La viande provenant du muscle et bien refroidie est hachée avec du lard, de l’eau glacée, du cumin, de l’ail, du poivre et du sel pour en faire une chair à saucisse fine. La chair à saucisse est embossée dans un boyau salé de bœuf, un boyau de porc ou un boyau de collagène avec un diamètre de 28 à 36 mm. Les saucisses sont proposées isolément ou par paire, fermées avec des bâtonnets (en bois) ou alternativement par des clips en métal.  La saucisse est bouillie soit avant la vente par le fabricant ou après la vente par le consommateur lui-même. Il faut atteindre une température de 68° C au cœur du produit afin de prévenir une éventuelle formation préjudiciable de germes. 

L'histoire

Dans certaines parties des Rhodes-Extérieures, la saucisse bouillie était tout simplement appelée saucisse de bœuf. Lorsque le produit a ensuite acquis une réputation allant au-delà de la région et afin de favoriser la compréhension de la part des habitants, la saucisse de bœuf a été rebaptisée en saucisse bouillie pour qu’il soit bien clair que cette saucisse était destinée à être bouillie. La majeure partie de la viande utilisée est de la viande de bœuf. Des mentions écrites anciennes à partir de 1873 font état de saucisses faites dans des boyaux de bœuf. Il convient foncièrement d’admettre que la saucisse bouillie, voire la saucisse de bœuf, a vu le jour au XIXème siècle. A cette époque, les professionnels de la boucherie-charcuterie développaient en Suisse Alémanique différentes saucisses de boucher, donc des saucisses à bouillir faites à partir de chair à saucisse très fine. Des évolutions techniques s’avéraient nécessaires à cela : l’invention du hachoir à viande au milieu du XIXème siècle ou celle du Wurstblitz (cutter pour chair à saucisse) après la 2ème guerre mondiale. Avant l’époque du réfrigérateur qui n’a été introduit en Suisse que dans les années 50 au profit de l’ensemble de la population, les bouchers-charcutiers préparaient les saucisses également le dimanche et ils apportaient les saucisses au domicile des clients.

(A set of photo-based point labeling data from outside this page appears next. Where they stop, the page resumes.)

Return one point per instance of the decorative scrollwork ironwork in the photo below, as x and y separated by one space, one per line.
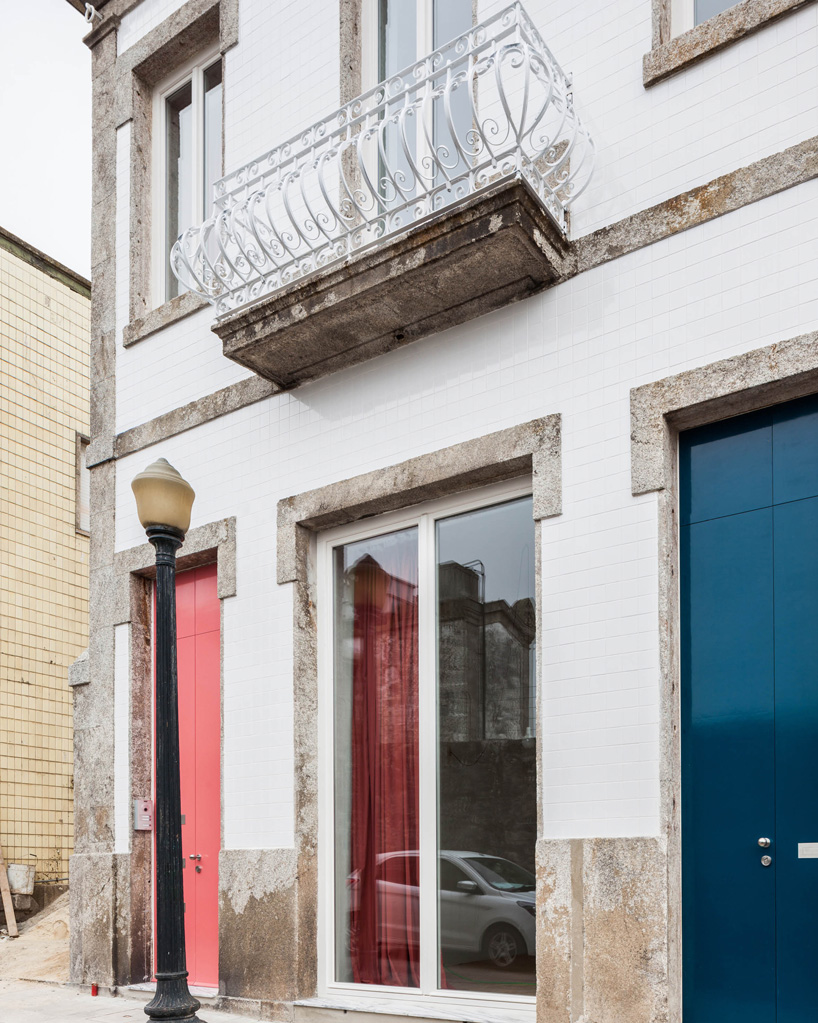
487 107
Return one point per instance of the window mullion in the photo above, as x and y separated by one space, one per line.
427 752
197 162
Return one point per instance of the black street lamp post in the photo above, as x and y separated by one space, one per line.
164 500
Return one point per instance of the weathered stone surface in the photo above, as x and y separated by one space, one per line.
258 924
476 462
710 37
697 206
78 671
625 931
156 319
554 931
222 402
496 249
740 384
93 915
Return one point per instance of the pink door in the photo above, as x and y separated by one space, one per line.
197 629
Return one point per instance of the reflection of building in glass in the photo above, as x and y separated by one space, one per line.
488 773
485 658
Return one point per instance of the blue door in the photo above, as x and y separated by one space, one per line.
748 523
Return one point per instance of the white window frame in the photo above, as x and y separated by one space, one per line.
193 72
427 999
369 39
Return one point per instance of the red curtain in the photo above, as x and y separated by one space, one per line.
384 917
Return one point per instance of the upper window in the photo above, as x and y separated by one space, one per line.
397 34
188 118
688 13
428 763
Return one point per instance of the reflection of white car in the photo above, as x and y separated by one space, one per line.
487 903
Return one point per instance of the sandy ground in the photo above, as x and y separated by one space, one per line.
41 951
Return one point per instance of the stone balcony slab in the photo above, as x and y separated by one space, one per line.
495 249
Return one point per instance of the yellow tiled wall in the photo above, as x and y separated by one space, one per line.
44 404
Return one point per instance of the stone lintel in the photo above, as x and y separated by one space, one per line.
529 448
739 384
496 249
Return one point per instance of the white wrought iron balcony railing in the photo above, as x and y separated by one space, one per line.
490 106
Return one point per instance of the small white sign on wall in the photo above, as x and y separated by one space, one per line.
143 814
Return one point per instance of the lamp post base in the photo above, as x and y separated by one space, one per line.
173 1001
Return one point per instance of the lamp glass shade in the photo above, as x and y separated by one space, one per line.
163 497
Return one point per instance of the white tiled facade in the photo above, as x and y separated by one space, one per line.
734 283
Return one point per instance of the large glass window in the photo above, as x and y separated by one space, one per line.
191 112
433 763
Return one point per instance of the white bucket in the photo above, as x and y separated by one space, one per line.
20 879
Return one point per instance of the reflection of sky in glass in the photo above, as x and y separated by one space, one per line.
501 537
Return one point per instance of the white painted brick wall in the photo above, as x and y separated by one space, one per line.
754 98
283 74
732 284
143 18
168 369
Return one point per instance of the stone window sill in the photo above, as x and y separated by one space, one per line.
171 312
712 36
443 1010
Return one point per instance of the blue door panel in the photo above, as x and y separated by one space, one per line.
796 450
732 470
727 788
748 503
797 757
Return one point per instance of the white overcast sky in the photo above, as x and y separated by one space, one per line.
45 129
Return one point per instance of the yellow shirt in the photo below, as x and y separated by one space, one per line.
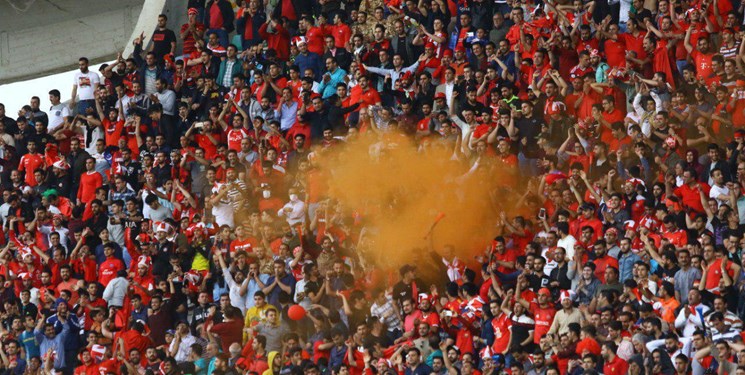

Compte tenu de leur faible durée de conservation, elles devaient être consommées rapidement. Avec le développement de la notoriété de la saucisse en-dehors des deux demi-cantons d’Appenzell Rhodes-Intérieures et Rhodes-Extérieures, on a souligné de manière renforcée l’origine et on y a ajouté la désignation régionale « Appenzell ».